Take, for example, the idea of "People's QE" that Corbyn floated as a possible policy during his election campaign. That involved funding a National Investment Bank using new money created by the Bank of England. Many economists, including the LSE's growth commission, like the idea of a National Investment Bank, and others would also agree there is scope to improve on QE, the Bank's money creation programme. However the Bank is unlikely to undertake any further QE over the next few years, so People's QE seemed to imply ending the Bank's independence. As there is still widespread support among economists for independence, pursuing this particular conception of People's QE would have been divisive.

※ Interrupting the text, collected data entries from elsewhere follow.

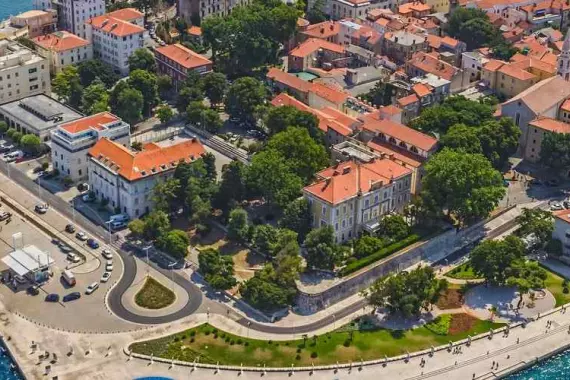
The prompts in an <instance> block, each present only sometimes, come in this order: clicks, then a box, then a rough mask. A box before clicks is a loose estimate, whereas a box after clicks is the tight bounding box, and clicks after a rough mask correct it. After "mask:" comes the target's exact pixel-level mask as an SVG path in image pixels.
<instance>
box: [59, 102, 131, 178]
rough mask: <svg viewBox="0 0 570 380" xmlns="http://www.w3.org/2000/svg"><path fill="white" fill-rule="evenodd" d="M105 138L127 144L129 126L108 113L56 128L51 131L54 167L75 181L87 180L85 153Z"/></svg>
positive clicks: (115, 141)
mask: <svg viewBox="0 0 570 380" xmlns="http://www.w3.org/2000/svg"><path fill="white" fill-rule="evenodd" d="M104 137H105V138H108V139H109V140H111V141H114V142H116V143H117V144H122V145H129V144H130V126H129V124H127V123H125V122H124V121H122V120H121V119H120V118H119V117H117V116H115V115H113V114H111V113H109V112H102V113H98V114H95V115H91V116H87V117H83V118H81V119H77V120H74V121H72V122H69V123H65V124H61V125H59V126H58V127H57V128H56V129H54V130H52V131H51V141H52V149H51V158H52V163H53V167H54V168H56V169H58V170H59V171H60V173H62V174H63V175H66V176H68V177H70V178H71V179H72V180H74V181H77V180H80V179H83V178H87V152H88V151H89V149H91V148H92V147H93V145H95V144H96V143H97V141H99V140H100V139H102V138H104Z"/></svg>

Perhaps as a result, in a Financial Times article in mid-October John McDonnell wrote that Bank independence was sacrosanct.
In that article he also announced setting up a group to look at the Bank of England's remit, and other groups may follow. So Labour's economic policy will gradually emerge from a combination of external advice and dialogue between the leadership and the parliamentary party.
Of course we can still speculate about what will emerge. Undoubtedly it will involve a more favourable view of the state than the current government. Even those who supported austerity back in 2010 now think Osborne is using the deficit as an excuse to shrink the state. I do not know of any economist who has backed his new fiscal charter, and I expect Labour to adopt fiscal rules that allow borrowing to finance higher public investment at a time when interest rates remain low. Such a rule could still be consistent with reducing government debt as a share of GDP.
A different view of the state does not just imply a larger state than Osborne currently plans, but also a more positive attitude towards the role of the state in promoting economic growth. This idea is exemplified by the work of Advisory Council member Mariana Mazzucato. In her book The Entrepreneurial State she shows that the most important factor behind iconic new technology like the iPhone is state directed applied research. The state should not just be an enabler of innovation, but a driver of it.
Elsewhere policy will respond to the successes and failures of the last Labour government. I was among a number of academics who contributed to a review of Labour's economic record in government, and there were many success stories. This tends to be forgotten because the Conservative Party with media help has succeeded in linking the recession and the need for austerity to the last Labour government's alleged fiscal profligacy. In reality the recession was the result of a global financial crisis, which in turn was by far the major factor behind the rising budget deficit. The idea that before the recession the UK was experiencing a debt-fuelled boom is also based on little more than a kind of backward induction following the recession.
There are two major areas where I expect economic policy to be rather different from the last Labour government. One is the regulation of finance: many economists would view policy changes since the global financial crisis as too little to prevent another crisis. A second is inequality. While the last Labour government did a great deal to reduce poverty (some of which, like tax credits, the current government is trying to reverse), they were famously relaxed about inequality, and in particular the incomes of the top 1 per cent. The issues are linked, because finance has driven a large part of the rising share of the 1 per cent.
It is here that Labour faces one of its most difficult challenges. Perceptions about lack of economic competence were critical in Labour's defeat in 2015. The issue of the deficit will have lost much of its power by 2020, but any policies to reduce inequality and increase financial regulation will be sure to be branded as unfriendly to business. Will these measures be seen by the electorate as damaging or enhancing Labour's economic credibility?